Three-Tier Memory Architecture for AI Agents Explained

Your AI Agent Doesn't Have a Memory Problem — It Has a Memory Architecture Problem

Most developers building AI agents reach the same early milestone: they plug in a vector database, store some documents, and call it a knowledge base. It works well enough in demos. Then reality hits. Users start asking questions the vector search can't quite answer — not because the data isn't there, but because the retrieval strategy was never designed to handle the full range of how humans actually remember things.

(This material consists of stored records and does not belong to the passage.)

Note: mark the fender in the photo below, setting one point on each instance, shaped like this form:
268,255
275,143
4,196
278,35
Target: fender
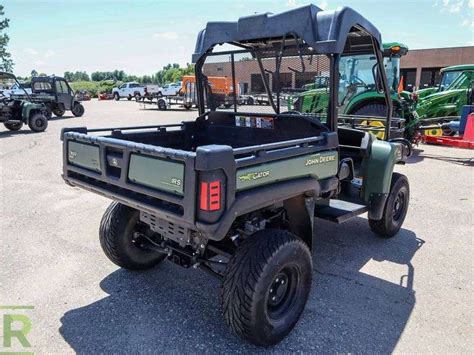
27,110
378,169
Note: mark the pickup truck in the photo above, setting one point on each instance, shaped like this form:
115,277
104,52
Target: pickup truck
236,193
169,89
128,91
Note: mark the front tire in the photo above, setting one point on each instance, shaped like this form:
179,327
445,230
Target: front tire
395,209
58,112
13,126
38,122
161,104
266,286
116,234
78,110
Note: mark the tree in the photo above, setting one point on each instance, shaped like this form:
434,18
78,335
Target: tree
77,76
6,62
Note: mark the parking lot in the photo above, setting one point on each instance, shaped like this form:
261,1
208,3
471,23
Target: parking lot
412,293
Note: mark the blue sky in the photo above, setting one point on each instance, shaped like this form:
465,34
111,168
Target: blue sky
140,37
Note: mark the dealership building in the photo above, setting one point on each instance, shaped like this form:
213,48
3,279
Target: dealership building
419,68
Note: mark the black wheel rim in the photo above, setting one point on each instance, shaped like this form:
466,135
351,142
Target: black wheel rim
39,123
282,292
399,206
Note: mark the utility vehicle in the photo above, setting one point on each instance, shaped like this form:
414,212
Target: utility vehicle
455,91
236,193
56,94
14,112
129,91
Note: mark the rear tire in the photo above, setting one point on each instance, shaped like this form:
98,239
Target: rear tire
78,110
395,209
161,104
13,126
266,286
116,234
38,122
59,112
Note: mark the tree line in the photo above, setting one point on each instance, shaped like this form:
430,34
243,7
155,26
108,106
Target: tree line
170,73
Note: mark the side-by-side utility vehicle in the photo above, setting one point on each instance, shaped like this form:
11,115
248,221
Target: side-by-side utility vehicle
56,94
14,112
236,193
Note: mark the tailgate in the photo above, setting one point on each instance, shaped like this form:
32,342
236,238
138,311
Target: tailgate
143,176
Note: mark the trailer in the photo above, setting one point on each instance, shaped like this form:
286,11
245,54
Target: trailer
186,98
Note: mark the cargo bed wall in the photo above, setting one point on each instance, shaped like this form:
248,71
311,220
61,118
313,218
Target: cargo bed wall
230,129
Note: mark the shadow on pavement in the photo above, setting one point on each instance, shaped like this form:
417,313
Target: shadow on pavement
23,131
178,310
419,155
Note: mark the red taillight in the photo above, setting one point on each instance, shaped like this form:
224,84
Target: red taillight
210,196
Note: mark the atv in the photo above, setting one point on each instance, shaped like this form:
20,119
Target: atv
56,94
236,192
14,112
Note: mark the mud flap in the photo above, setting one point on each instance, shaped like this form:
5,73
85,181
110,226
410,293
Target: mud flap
300,211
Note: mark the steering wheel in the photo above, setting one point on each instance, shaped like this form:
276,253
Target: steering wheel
355,80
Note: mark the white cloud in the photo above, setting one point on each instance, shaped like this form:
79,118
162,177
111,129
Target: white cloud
468,23
30,51
49,53
322,4
453,7
166,35
292,3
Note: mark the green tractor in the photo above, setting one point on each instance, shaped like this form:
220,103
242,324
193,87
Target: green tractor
358,94
447,99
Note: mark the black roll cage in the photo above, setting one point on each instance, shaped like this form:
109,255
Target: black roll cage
334,58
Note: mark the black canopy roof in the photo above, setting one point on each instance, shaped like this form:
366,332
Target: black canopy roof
325,32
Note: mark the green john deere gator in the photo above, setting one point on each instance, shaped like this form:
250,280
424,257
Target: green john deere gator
454,91
236,192
361,96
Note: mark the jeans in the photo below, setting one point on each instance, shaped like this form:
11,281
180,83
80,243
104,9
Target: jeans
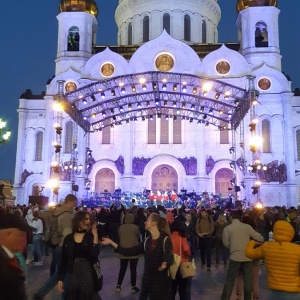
52,281
233,270
36,240
278,295
205,250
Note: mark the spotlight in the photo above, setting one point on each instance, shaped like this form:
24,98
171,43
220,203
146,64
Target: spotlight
252,126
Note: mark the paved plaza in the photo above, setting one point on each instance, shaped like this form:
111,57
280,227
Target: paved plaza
205,286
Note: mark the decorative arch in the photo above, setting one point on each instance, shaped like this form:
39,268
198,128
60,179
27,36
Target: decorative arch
105,181
222,181
164,160
73,39
164,178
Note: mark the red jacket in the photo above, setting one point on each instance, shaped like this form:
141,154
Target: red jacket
185,248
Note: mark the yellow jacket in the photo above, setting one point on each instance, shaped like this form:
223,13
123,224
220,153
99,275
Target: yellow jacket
281,257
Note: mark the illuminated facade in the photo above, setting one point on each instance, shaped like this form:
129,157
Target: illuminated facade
169,108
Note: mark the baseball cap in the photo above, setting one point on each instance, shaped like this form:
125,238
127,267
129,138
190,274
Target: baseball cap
13,221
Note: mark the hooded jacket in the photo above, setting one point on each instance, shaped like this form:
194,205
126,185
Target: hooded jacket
282,258
129,235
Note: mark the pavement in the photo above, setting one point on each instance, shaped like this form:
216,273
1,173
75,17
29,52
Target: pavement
205,285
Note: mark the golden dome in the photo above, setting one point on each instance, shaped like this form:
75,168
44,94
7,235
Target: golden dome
242,4
88,6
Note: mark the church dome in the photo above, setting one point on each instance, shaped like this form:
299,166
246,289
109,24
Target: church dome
242,4
88,6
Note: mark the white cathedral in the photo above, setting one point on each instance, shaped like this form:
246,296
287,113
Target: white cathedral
167,109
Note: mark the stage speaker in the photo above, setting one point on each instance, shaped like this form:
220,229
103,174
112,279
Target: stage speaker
38,200
237,188
75,188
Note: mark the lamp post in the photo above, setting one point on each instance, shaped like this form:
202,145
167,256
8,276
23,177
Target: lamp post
4,132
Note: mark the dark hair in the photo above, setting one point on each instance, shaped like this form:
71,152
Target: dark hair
79,216
234,214
178,226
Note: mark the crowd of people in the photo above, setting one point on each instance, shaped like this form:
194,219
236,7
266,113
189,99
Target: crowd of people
240,239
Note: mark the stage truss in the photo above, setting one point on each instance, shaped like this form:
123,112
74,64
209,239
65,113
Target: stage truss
127,98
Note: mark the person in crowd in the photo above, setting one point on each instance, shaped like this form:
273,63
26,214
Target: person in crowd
189,227
205,229
140,221
80,250
181,247
129,236
37,237
64,214
157,248
255,269
13,239
235,237
282,259
220,224
262,225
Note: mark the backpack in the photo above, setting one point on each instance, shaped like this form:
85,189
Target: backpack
54,236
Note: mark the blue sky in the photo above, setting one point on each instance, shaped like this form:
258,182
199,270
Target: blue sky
29,43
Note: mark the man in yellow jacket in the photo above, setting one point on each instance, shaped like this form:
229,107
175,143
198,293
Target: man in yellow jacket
282,259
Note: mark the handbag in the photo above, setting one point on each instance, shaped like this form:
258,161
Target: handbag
187,270
97,276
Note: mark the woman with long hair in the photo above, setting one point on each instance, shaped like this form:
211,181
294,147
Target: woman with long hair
80,251
182,248
157,248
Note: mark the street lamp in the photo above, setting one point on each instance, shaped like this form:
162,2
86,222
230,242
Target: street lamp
4,132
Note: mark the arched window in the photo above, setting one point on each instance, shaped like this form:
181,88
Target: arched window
167,23
176,131
68,137
204,39
130,33
164,130
39,146
266,141
146,29
261,35
106,135
298,143
152,130
73,39
187,28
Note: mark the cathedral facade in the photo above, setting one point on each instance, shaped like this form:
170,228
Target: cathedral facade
167,109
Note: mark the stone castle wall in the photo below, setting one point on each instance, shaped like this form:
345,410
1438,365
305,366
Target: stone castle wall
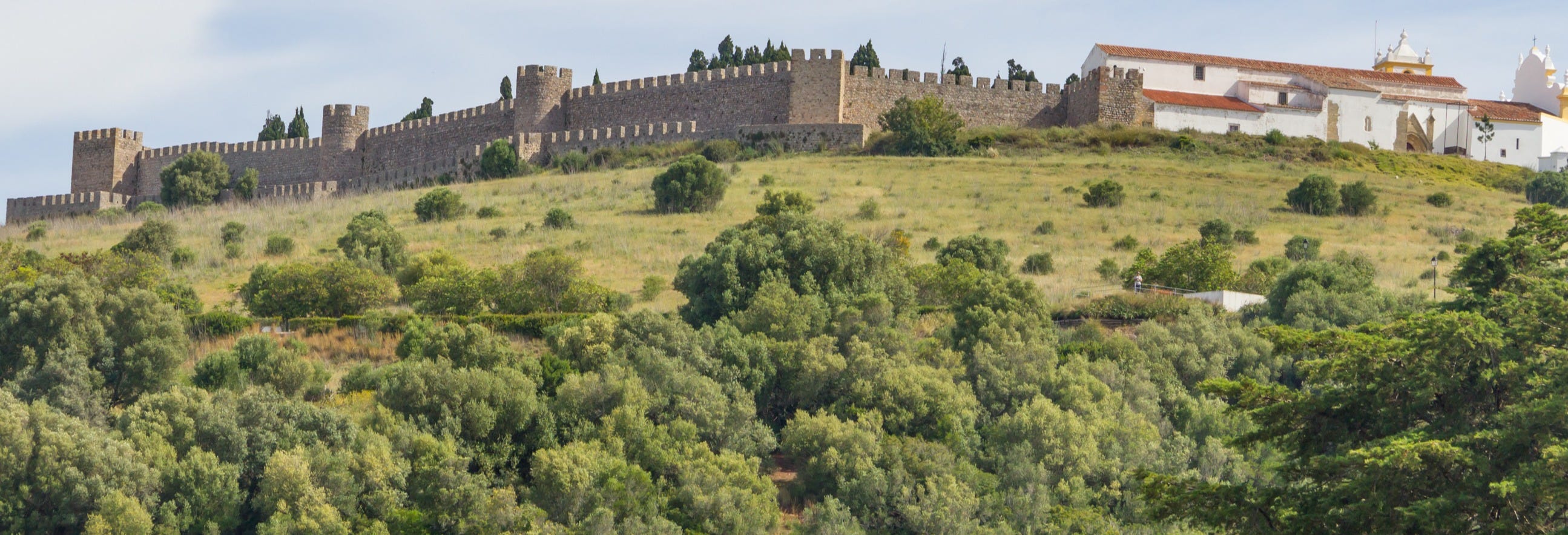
1106,96
105,161
51,206
275,162
869,91
809,102
717,99
411,143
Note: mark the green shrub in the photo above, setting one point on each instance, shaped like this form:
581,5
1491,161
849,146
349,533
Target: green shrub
868,211
720,150
692,184
36,231
653,286
306,289
219,324
440,204
977,250
499,161
245,184
1550,189
193,179
232,233
1104,193
182,256
923,126
559,219
1038,264
280,245
775,203
1357,198
1302,248
1217,231
150,209
570,162
1107,270
154,238
1316,195
372,241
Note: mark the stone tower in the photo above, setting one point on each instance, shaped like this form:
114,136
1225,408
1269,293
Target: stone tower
540,93
105,161
342,126
816,91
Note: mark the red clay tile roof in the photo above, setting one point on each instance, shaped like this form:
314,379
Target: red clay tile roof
1199,101
1507,110
1335,78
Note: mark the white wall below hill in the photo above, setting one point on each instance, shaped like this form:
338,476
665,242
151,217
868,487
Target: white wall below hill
1293,123
1514,143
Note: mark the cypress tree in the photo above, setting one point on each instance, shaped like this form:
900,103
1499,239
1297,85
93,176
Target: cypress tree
866,55
272,129
298,128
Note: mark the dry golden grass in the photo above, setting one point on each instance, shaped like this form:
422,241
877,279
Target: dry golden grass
621,242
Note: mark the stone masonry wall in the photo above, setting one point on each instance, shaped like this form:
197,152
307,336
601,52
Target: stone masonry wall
1104,96
275,162
809,102
869,93
40,208
411,143
104,161
716,99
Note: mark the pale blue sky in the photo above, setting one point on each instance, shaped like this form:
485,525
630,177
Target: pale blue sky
185,71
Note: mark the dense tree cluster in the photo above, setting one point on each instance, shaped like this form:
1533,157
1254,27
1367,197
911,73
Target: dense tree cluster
897,397
731,55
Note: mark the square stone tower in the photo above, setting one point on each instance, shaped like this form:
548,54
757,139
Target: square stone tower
105,161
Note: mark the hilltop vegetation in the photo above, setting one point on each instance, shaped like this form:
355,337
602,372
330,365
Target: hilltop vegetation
812,369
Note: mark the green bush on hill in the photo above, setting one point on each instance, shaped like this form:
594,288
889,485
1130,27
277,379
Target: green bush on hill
923,126
193,179
692,184
440,204
1104,193
301,289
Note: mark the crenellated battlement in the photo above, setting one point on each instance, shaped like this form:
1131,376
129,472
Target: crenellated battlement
109,134
681,79
814,99
231,148
435,120
51,206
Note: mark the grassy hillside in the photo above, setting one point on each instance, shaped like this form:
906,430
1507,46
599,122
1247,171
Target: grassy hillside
1034,179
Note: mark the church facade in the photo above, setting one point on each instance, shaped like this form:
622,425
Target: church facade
1397,104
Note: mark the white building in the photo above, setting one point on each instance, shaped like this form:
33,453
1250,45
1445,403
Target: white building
1397,104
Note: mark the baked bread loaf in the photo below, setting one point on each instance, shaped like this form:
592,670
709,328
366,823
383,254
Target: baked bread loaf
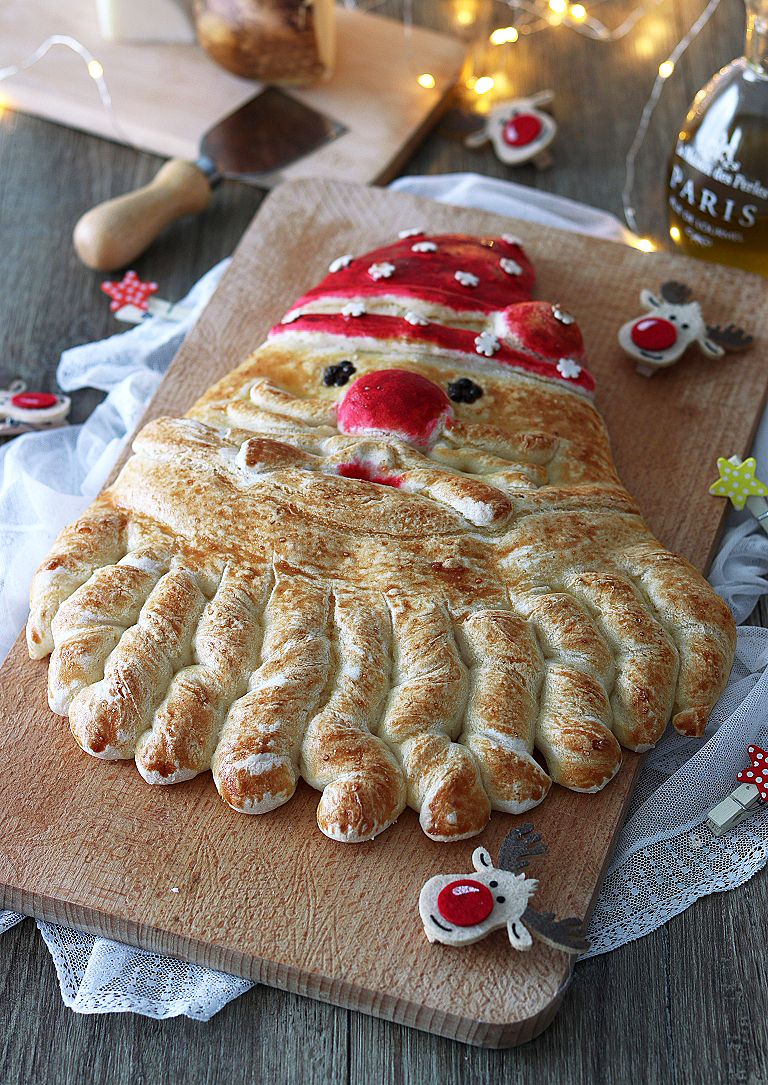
285,42
388,553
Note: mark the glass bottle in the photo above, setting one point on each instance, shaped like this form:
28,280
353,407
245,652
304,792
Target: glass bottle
717,191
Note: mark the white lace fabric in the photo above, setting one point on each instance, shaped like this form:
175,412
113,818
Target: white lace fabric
665,857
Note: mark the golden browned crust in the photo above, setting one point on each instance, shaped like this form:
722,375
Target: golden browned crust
270,597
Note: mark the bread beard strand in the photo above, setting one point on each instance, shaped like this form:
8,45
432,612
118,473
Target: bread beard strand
331,570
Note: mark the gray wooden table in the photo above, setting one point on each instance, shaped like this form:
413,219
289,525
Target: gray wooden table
685,1005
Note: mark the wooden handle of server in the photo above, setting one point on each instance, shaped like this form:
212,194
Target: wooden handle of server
114,233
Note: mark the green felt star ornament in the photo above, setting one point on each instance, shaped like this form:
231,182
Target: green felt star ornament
738,481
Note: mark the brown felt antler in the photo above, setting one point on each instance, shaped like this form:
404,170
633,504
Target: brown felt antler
676,293
565,934
516,850
730,337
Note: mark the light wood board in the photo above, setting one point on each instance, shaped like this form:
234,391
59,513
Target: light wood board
165,98
89,844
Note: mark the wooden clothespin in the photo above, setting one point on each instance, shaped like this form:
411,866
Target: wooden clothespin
751,793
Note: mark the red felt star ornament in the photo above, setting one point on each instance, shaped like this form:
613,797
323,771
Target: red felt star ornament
129,291
757,773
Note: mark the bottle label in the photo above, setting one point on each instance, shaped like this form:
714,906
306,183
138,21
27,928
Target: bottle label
713,198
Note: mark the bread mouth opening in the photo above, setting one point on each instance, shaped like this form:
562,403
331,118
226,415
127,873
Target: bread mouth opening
368,472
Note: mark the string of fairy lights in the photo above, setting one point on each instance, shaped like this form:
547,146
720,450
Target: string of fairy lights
529,16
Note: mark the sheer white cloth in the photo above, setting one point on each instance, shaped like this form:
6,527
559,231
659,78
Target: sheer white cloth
665,858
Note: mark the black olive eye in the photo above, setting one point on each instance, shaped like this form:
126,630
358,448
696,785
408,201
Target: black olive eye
464,391
337,374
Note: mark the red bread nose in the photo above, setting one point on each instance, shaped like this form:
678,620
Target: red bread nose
396,403
653,333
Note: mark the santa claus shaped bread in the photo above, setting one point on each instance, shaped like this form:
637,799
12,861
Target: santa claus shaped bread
389,554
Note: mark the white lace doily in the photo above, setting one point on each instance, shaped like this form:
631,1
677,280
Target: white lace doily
664,859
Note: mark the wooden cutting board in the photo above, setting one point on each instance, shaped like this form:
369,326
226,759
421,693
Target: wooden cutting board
88,844
165,98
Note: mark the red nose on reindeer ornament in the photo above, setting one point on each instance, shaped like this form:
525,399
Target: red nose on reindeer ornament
458,910
673,323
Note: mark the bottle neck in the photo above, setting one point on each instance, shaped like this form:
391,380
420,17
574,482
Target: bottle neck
756,41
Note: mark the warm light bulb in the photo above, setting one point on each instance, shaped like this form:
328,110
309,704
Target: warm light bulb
483,85
503,35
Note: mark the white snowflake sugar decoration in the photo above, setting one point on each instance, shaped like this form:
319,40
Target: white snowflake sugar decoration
511,267
341,263
381,270
487,344
562,316
568,369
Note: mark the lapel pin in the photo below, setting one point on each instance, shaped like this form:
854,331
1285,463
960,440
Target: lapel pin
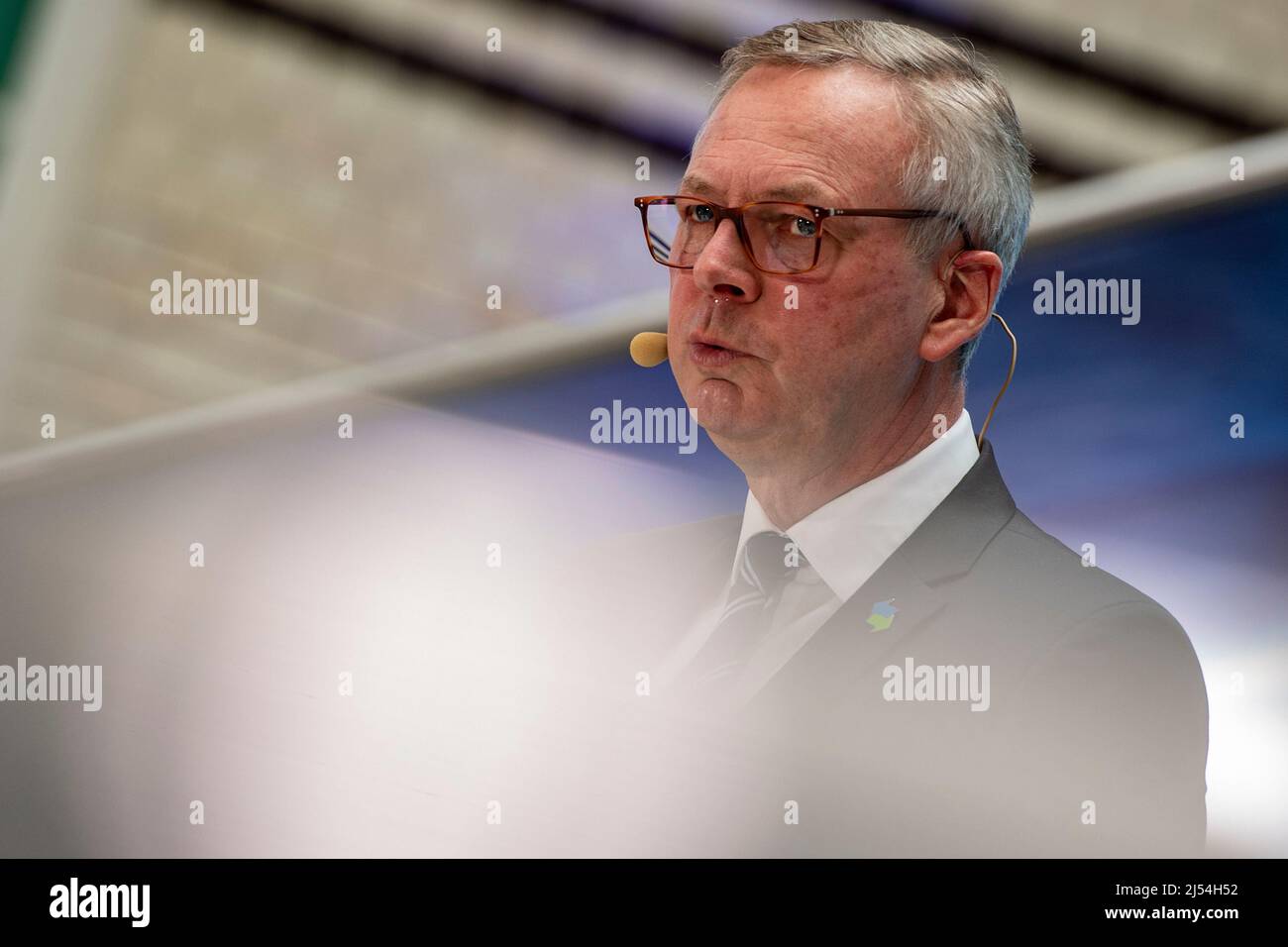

This is the core insight behind the Knowledge-and-Memory-Management (KMM) system developed for the Hermes Agent ecosystem. After running a vector-only knowledge base and discovering its limits firsthand, the architecture evolved into something far more robust: a three-tier memory pipeline that mirrors the way human memory actually works across different levels of specificity and certainty.

The Three Types of Memory Queries Your Agent Will Face

Before diving into the architecture, it's worth understanding why a single retrieval strategy always falls short. Think about how you'd ask a colleague to find something for you. Sometimes you know exactly what you want. Sometimes you have a vague idea. And sometimes you don't even know what you're missing.

These three scenarios map directly to three fundamentally different retrieval challenges:

Precise recall — You know exactly what you're looking for. "Find me that article about orphan pages in gbrain." A keyword or exact-match search handles this perfectly. Semantic search is overkill and may introduce noise.
Fuzzy recall — You remember the general topic but not the specific terms. "There was something about knowledge graphs…" This is where vector-based semantic search earns its keep, bridging the gap between your vague phrasing and the actual content.
Exploratory recall — You don't know what you don't know. "Which of my notes are disconnected from everything else?" This requires something neither keyword search nor vector similarity can provide: relationship traversal across a knowledge graph.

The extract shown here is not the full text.